I asked E.B. White's Charlotte for advice, but she was too busy writing for some pig.
I finally came to the conclusion that I'd have to write the ending myself. So, here's a fond farewell from all of us here at Booklights. Happy reading!
As we say goodbye to Booklights, I'd like to share with you three of my favorite memories related to the blog.
In June 2008, I was at the American Library Association Annual Conference in Disneyland and was hosting a dinner at a pizza restaurant for children's literature bloggers. During dinner, Jen Robinson told us all that she had been asked to write a blog for PBS Parents. She had done a guest post several months earlier, and was now being asked to do a regular blog.
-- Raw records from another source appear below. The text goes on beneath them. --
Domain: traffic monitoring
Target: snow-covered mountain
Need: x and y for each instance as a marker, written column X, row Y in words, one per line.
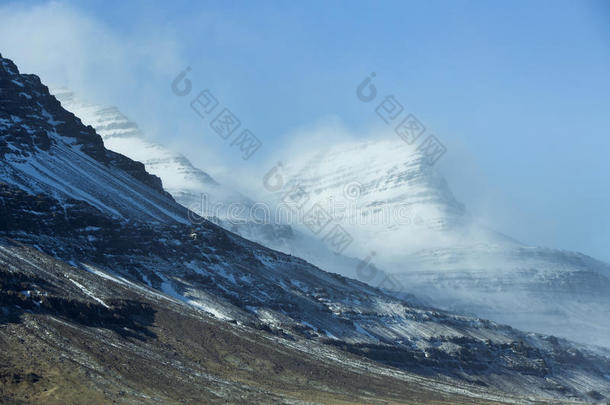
column 198, row 191
column 90, row 243
column 402, row 210
column 395, row 204
column 190, row 186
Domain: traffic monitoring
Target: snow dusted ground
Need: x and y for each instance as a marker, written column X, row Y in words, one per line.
column 74, row 200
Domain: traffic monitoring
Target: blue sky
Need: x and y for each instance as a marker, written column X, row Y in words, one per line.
column 519, row 91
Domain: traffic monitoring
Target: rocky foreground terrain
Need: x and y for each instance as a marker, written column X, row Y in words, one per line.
column 110, row 291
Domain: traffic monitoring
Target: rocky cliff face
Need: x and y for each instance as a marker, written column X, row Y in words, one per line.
column 31, row 118
column 96, row 233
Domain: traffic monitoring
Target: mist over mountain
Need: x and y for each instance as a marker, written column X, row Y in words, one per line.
column 103, row 270
column 402, row 214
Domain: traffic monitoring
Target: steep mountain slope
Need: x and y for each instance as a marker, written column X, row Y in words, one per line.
column 403, row 210
column 190, row 186
column 68, row 197
column 396, row 205
column 198, row 191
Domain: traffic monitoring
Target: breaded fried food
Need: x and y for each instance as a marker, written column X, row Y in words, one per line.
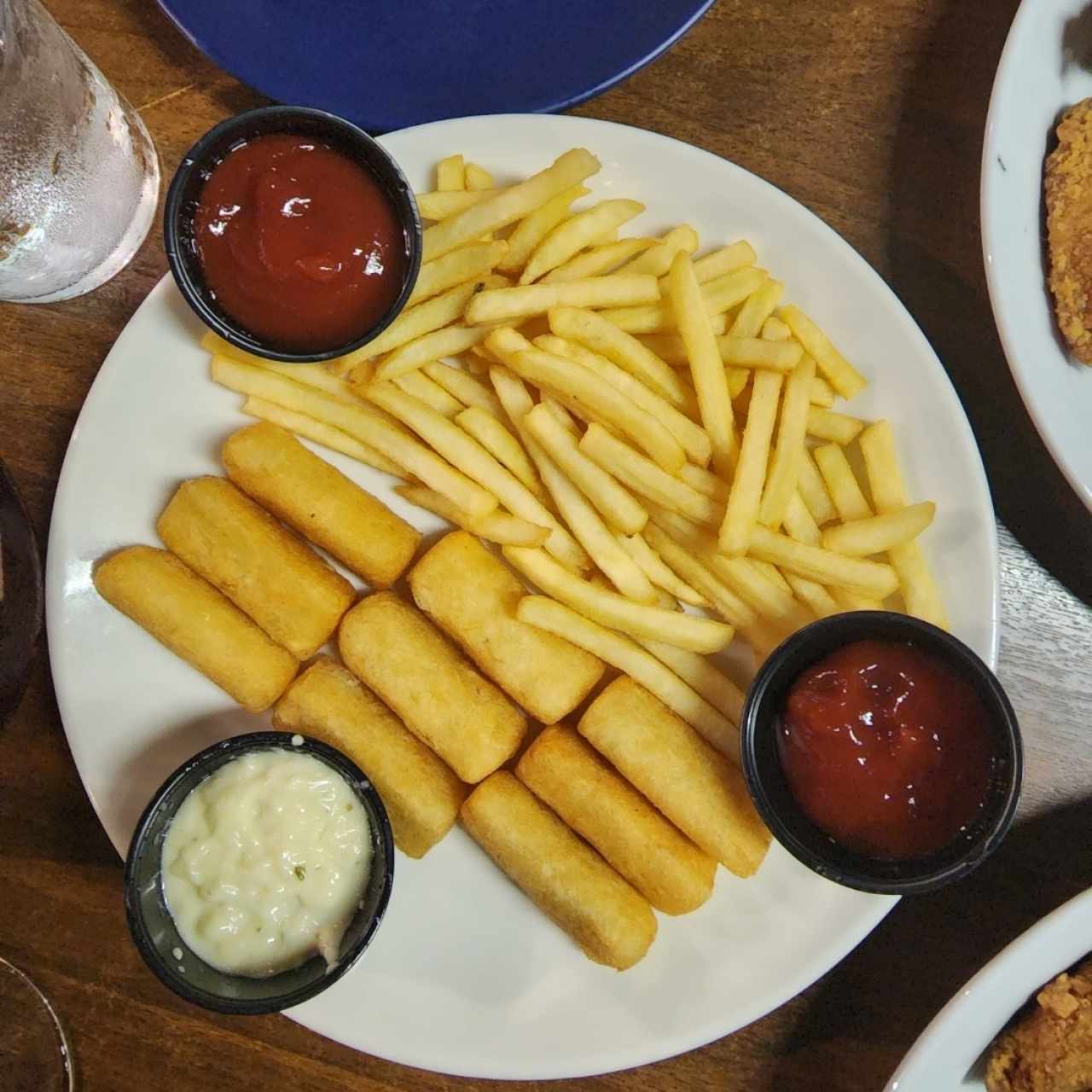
column 197, row 623
column 264, row 569
column 421, row 794
column 565, row 877
column 1048, row 1049
column 315, row 498
column 662, row 863
column 393, row 648
column 1068, row 190
column 697, row 787
column 472, row 595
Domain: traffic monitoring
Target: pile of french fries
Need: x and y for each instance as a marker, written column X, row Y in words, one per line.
column 636, row 427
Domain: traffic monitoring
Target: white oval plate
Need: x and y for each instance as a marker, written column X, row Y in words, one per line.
column 947, row 1056
column 1036, row 81
column 465, row 976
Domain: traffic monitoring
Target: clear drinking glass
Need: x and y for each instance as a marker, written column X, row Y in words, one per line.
column 78, row 174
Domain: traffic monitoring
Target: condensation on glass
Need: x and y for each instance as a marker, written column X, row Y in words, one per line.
column 78, row 175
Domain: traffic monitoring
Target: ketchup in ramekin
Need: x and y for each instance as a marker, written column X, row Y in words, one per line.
column 299, row 242
column 887, row 749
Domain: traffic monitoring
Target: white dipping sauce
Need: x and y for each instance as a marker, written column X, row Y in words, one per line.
column 265, row 863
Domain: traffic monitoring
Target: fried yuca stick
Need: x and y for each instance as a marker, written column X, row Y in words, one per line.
column 473, row 460
column 320, row 502
column 472, row 596
column 264, row 570
column 629, row 658
column 500, row 527
column 706, row 367
column 363, row 423
column 197, row 623
column 394, row 650
column 421, row 795
column 663, row 864
column 694, row 785
column 608, row 608
column 510, row 206
column 565, row 877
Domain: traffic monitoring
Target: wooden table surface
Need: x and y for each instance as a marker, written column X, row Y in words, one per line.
column 868, row 112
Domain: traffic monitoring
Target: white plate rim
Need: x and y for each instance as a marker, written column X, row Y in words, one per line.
column 810, row 970
column 959, row 1033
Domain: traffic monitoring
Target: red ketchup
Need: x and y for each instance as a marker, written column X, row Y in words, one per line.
column 299, row 242
column 886, row 749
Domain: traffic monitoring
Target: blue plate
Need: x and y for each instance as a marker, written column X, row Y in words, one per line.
column 388, row 65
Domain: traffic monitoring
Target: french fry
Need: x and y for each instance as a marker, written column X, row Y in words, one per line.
column 697, row 788
column 599, row 260
column 822, row 393
column 572, row 381
column 876, row 534
column 472, row 595
column 843, row 377
column 601, row 806
column 573, row 235
column 475, row 260
column 509, row 206
column 653, row 566
column 601, row 547
column 363, row 424
column 613, row 502
column 658, row 260
column 756, row 353
column 814, row 596
column 537, row 225
column 418, row 386
column 693, row 438
column 462, row 386
column 320, row 433
column 699, row 673
column 415, row 322
column 502, row 444
column 812, row 491
column 473, row 460
column 799, row 523
column 642, row 475
column 885, row 480
column 788, row 453
column 628, row 656
column 451, row 174
column 717, row 296
column 449, row 341
column 616, row 289
column 596, row 334
column 873, row 579
column 746, row 495
column 614, row 611
column 500, row 527
column 478, row 178
column 842, row 483
column 561, row 874
column 837, row 427
column 706, row 367
column 757, row 308
column 440, row 205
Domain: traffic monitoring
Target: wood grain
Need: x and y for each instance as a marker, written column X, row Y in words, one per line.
column 868, row 112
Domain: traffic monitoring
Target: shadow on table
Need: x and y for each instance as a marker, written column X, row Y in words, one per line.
column 935, row 264
column 887, row 990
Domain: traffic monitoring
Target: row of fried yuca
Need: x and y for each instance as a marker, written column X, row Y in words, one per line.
column 248, row 562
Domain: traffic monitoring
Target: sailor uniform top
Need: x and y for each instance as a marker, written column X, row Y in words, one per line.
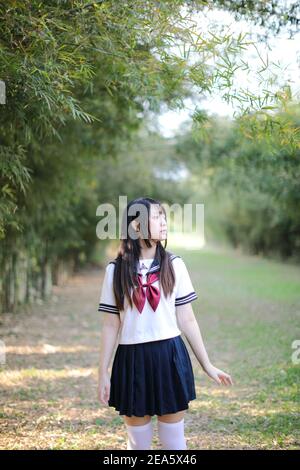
column 152, row 316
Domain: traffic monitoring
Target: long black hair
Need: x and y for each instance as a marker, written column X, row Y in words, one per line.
column 129, row 253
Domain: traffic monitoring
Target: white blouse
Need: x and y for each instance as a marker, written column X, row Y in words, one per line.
column 149, row 325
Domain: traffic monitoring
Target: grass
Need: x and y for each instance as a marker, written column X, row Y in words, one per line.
column 248, row 313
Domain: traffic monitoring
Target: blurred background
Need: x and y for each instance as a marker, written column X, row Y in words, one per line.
column 182, row 101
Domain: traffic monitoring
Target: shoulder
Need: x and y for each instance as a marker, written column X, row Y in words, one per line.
column 177, row 260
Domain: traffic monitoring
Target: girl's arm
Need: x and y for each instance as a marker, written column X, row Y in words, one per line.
column 188, row 324
column 109, row 334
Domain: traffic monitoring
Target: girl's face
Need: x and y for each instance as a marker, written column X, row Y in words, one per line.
column 157, row 223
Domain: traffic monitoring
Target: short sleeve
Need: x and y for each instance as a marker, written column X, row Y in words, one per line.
column 185, row 291
column 107, row 301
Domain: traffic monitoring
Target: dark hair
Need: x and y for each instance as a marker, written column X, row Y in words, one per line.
column 129, row 253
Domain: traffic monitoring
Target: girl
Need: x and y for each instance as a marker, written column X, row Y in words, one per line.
column 146, row 299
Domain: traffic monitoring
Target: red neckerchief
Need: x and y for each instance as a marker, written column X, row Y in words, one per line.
column 152, row 293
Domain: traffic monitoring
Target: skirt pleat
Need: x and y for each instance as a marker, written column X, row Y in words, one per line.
column 152, row 378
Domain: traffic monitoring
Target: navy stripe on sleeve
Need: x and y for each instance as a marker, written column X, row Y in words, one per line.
column 108, row 308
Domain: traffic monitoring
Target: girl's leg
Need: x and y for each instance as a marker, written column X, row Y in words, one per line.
column 171, row 431
column 139, row 432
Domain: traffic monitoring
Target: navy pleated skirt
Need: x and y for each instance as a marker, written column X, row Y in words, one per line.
column 152, row 378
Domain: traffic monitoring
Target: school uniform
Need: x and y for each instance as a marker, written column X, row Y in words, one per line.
column 152, row 372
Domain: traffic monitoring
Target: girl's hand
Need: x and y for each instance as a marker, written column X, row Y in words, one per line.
column 104, row 388
column 218, row 375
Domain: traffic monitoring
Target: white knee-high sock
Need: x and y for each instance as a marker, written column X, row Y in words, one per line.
column 139, row 437
column 171, row 435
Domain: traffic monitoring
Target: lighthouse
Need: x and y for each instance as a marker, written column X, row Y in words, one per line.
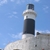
column 29, row 21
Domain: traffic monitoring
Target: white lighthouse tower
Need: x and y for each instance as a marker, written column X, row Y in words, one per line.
column 28, row 41
column 29, row 21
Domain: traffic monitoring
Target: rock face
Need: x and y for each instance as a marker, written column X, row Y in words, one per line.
column 40, row 42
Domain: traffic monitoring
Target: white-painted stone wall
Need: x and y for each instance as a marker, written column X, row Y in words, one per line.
column 42, row 41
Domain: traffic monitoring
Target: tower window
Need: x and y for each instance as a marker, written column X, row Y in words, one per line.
column 26, row 16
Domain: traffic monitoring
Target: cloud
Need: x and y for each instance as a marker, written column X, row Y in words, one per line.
column 36, row 0
column 3, row 2
column 14, row 12
column 40, row 31
column 12, row 15
column 16, row 36
column 12, row 0
column 45, row 8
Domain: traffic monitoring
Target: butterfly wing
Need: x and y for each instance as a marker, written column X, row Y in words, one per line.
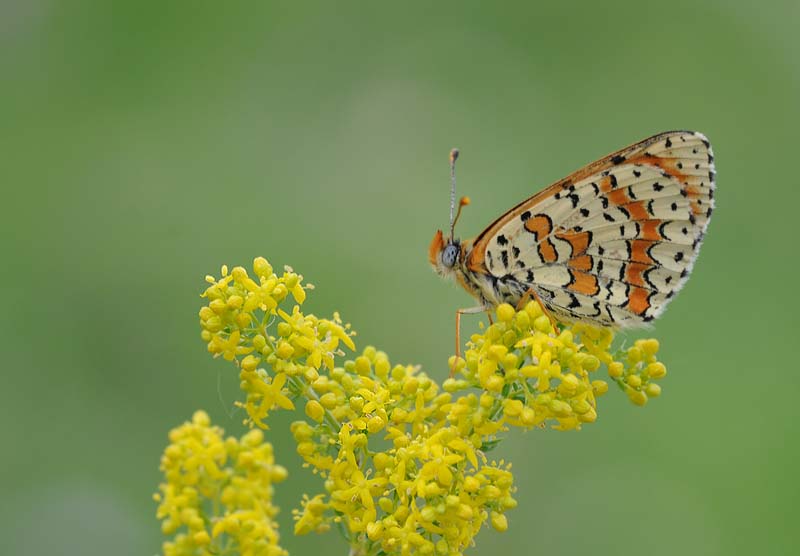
column 613, row 242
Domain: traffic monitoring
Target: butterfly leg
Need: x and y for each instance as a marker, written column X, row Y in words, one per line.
column 459, row 312
column 531, row 293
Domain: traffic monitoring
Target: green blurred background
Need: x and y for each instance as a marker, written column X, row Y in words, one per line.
column 146, row 143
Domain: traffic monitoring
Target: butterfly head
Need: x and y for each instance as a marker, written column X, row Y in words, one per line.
column 445, row 255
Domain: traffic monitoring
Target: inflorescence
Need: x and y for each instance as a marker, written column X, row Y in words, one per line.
column 402, row 458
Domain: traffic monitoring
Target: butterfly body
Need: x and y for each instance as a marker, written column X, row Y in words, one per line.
column 610, row 244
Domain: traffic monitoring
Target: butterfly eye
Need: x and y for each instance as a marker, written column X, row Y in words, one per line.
column 449, row 255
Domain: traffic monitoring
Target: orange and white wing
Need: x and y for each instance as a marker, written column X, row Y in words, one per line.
column 613, row 242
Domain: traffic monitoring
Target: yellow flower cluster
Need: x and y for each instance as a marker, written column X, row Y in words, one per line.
column 403, row 462
column 235, row 321
column 544, row 376
column 403, row 458
column 217, row 494
column 635, row 370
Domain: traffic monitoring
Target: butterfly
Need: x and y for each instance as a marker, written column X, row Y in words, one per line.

Excitement flowed around the table as we all congratulated Jen on her wonderful news.
The next night was the Newbery/Caldecott banquet. Jen and I attended together and were interviewed by Betsy Bird, sat next to incomparable and groundbreaking librarian Effie Lee Morris, were wowed by Brian Selznick and mesmerized by Laura Amy Schlitz. Somewhere in the middle of all of that, Jen told me that she hadn't been able to mention it at dinner the night before because the details were still being worked out, but PBS wanted me to write for them too. Of all the amazing events that evening, that's the one that took my breath away.
Fast forward to a much more recent memory. I was at another ALA conference, this time it was the Midwinter Meeting in Boston in January 2010. I was attending a huge Tweet-up for children's literature folks that use Twitter. I had registered late and didn't have a pre-printed tag with my Twitter identity printed on it. I grabbed a marker and a blank nametag and just wrote "Susan" and "Booklights" on it. I found myself in a throng of people and started to introduce myself. A woman I had never met before looked at my name tag, stopped me mid-sentence and said that of course she knew who I was... she was a regular Booklights reader. I said "Really? You read Booklights?" and then blogger Liz Burns who was in the group, turned, looked at me and said "Susan, we all read it." I was amazed and grateful then (and still am) that what was being written on Booklights was being read by so many people.
And lastly, the best memory of all. I was sitting at the reference desk at my library talking to a patron. I had already helped her find the books she was looking for when she mentioned that she thought I looked familiar. Did she know me from the library, I asked? No, it was her first time there. We talked about places we might have in common... my son's elementary school, the pool, etc. And then she realized she recognized my picture from Booklights. She told me that she read the blog all the time, used our advice and recommendations with her kids and that it had helped her a lot. Of all the memories, that one means the most, because it shows that we accomplished our mission helping parents instill a love of reading and books with their children.
Blogs are very public... and yet as writers, we only hear from a very small percentage of people who comment on posts. I hope that Booklights has helped you in some small way and that you've enjoyed reading what we've had to say. We've definitely enjoyed writing it. Thank you for all the memories.